If a document is five pages and one paragraph is relevant, summarize or extract that paragraph before putting it in the prompt. Run a smaller, cheaper model over the source first (“does this passage answer the question?”). Forward only the useful parts.

Every irrelevant token is one your important tokens have to compete with.

Summarize long histories

For chats with many turns, do not keep the entire history. After N turns, replace the older middle with a summary and keep the most recent K turns verbatim. Classic sliding window with a fingerprint at the front.

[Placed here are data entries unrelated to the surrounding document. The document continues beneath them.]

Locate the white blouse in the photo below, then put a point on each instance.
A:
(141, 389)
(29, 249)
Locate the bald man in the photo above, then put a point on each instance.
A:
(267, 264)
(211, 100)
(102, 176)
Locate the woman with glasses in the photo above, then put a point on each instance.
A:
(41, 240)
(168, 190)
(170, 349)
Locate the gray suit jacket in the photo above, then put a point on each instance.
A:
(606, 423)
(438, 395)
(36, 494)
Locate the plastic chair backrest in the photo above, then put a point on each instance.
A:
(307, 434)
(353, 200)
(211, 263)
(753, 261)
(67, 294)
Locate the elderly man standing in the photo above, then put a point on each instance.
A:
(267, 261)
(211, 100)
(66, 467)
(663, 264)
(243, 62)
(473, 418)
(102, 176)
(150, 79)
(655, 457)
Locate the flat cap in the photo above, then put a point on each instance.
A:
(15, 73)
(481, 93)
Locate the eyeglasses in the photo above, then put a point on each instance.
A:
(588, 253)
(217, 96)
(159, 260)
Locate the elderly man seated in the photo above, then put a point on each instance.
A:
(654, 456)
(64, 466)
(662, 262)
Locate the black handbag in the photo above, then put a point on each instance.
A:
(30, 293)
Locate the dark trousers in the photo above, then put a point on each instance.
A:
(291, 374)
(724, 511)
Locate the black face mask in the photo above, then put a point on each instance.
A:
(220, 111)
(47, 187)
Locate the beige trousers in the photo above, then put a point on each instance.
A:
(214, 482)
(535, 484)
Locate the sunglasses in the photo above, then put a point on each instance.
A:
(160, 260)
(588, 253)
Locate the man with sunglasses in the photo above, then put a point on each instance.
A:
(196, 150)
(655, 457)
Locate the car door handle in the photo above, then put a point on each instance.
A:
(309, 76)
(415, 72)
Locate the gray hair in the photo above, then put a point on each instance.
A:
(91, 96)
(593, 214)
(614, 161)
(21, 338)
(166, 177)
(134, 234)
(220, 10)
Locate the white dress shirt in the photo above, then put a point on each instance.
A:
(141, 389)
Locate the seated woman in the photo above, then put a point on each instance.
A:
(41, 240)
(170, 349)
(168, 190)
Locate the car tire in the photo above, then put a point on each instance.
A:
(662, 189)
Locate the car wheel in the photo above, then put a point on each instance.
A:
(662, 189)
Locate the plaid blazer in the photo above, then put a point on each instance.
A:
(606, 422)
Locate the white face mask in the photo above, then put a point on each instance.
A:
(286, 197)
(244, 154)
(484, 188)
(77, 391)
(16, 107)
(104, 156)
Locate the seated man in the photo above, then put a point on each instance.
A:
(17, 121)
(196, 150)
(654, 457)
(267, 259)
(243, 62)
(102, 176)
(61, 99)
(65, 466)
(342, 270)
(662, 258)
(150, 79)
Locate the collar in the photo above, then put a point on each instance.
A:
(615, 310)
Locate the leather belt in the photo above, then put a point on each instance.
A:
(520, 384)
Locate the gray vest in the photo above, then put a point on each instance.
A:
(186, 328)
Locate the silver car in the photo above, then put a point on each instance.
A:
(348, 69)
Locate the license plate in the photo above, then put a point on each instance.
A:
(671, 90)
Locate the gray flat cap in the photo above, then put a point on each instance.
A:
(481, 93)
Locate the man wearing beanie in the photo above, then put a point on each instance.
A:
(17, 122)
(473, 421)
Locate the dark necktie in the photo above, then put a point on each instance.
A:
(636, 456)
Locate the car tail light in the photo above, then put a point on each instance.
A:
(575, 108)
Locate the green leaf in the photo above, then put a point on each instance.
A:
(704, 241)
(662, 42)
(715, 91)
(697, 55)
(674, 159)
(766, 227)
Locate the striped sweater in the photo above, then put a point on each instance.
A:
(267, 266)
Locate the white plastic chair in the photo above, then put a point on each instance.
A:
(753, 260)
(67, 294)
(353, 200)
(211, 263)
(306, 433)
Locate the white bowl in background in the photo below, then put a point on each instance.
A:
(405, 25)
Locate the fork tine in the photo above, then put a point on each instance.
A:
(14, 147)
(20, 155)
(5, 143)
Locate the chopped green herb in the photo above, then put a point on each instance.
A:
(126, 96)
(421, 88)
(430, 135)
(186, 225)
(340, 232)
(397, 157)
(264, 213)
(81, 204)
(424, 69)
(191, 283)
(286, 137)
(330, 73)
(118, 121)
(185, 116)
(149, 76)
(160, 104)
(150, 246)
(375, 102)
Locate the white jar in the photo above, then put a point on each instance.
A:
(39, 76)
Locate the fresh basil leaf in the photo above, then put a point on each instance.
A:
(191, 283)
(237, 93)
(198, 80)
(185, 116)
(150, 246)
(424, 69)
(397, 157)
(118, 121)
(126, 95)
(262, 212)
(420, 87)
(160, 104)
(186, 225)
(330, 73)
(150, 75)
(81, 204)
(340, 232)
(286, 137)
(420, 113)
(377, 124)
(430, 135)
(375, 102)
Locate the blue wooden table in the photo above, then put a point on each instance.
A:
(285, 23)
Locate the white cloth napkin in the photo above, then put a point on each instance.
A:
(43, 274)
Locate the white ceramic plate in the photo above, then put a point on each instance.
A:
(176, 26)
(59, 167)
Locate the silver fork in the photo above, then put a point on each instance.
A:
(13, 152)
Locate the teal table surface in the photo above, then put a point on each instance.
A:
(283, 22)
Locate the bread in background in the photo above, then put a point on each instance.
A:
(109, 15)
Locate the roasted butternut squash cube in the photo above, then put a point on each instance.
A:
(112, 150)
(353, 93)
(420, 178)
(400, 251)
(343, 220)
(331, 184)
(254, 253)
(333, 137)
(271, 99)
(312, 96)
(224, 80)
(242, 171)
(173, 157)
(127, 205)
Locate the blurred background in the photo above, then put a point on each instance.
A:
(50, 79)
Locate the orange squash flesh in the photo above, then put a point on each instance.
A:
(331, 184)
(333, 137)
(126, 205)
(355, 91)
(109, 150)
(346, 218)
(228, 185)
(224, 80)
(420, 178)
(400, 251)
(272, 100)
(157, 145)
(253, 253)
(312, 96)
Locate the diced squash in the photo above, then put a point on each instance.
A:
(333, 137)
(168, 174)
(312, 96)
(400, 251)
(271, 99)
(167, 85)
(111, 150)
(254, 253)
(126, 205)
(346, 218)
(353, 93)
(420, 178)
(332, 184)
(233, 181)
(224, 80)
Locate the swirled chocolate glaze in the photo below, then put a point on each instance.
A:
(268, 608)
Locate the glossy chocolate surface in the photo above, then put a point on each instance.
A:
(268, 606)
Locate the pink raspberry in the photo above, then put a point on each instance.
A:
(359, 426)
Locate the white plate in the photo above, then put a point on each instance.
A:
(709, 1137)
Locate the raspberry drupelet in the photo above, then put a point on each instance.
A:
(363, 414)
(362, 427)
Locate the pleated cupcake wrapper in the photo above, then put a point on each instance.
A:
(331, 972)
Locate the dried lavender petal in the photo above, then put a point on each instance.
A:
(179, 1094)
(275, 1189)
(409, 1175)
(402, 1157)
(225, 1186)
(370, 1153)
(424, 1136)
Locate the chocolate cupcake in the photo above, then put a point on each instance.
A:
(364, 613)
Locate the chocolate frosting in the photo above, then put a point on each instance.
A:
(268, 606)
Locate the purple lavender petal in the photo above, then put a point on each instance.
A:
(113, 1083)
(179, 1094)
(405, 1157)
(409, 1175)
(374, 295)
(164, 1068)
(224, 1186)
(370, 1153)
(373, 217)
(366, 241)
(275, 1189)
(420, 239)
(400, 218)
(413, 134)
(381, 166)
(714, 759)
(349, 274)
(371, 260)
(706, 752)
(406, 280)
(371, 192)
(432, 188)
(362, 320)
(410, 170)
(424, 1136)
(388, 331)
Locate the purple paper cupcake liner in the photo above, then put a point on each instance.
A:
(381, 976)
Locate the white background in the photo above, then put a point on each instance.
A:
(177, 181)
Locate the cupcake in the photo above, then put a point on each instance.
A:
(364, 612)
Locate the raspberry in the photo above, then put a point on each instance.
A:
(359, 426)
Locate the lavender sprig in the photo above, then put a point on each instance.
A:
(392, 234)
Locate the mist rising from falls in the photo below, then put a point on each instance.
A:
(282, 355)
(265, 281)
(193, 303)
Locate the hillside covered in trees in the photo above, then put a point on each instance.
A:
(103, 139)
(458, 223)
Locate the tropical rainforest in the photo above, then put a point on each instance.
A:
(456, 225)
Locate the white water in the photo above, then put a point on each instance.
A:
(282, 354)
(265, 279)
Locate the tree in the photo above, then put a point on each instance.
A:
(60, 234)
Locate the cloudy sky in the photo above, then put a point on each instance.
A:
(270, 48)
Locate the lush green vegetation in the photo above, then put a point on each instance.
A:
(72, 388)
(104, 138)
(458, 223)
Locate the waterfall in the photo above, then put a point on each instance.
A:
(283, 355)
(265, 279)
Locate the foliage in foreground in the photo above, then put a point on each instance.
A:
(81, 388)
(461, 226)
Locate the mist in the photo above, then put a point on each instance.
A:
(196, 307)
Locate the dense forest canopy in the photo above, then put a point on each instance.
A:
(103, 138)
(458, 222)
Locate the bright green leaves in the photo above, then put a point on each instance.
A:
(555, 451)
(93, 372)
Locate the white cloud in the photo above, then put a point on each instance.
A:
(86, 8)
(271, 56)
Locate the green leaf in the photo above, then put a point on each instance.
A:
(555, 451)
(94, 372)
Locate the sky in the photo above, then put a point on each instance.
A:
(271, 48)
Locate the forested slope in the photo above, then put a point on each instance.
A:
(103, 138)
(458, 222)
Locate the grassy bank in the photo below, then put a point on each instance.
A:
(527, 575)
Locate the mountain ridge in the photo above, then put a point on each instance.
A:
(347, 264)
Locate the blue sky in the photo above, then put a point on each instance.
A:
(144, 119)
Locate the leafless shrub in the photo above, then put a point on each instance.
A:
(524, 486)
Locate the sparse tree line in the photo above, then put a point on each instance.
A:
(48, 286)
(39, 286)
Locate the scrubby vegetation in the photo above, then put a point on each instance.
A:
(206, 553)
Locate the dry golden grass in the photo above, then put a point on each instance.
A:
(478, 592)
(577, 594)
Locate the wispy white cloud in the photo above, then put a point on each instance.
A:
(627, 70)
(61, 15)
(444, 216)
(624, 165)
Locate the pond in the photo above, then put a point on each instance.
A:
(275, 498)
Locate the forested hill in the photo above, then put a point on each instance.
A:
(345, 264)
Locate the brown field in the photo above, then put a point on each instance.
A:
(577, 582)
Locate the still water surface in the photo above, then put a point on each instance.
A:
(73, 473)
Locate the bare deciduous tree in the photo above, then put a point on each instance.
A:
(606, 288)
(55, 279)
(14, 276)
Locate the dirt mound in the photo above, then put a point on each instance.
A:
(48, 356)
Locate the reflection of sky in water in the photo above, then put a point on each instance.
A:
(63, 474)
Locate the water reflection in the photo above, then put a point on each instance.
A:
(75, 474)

The summary is short, dense, deterministic. It loses detail but keeps the gist so the model does not lose the thread.

System prompt hygiene

A 3000-token system prompt is rarely better than a 300-token one. Most “rules” you add stop being followed past the first thousand tokens. If your system prompt is enormous and the model keeps ignoring rules, the first thing to try is making it smaller.

If you must have a long system prompt, sandwich it too: critical rules at the very top, critical rules at the very bottom, examples and background in between.

Context vs parametric memory

The model has two kinds of “memory”:

Parametric memory lives in the model’s weights. Vast (trillions of parameters worth of patterns), lossy (it cannot quote things verbatim with certainty), and frozen (you cannot edit it at inference time unless you fine-tune).

Context memory is what is in the current prompt. Precise (whatever you put in is what the model sees), bounded (a few hundred K tokens at most), and ephemeral (discarded the moment the next call begins).

Useful agentic systems lean on both. Parametric memory for general reasoning and language. Context memory, filled by RAG and tool calls and conversation history, for the current facts and the specifics of the task.

When a model is getting facts wrong, the first thing to change is what sits in front of it at runtime; reaching for fine-tuning to “make it remember” is almost always the wrong instinct.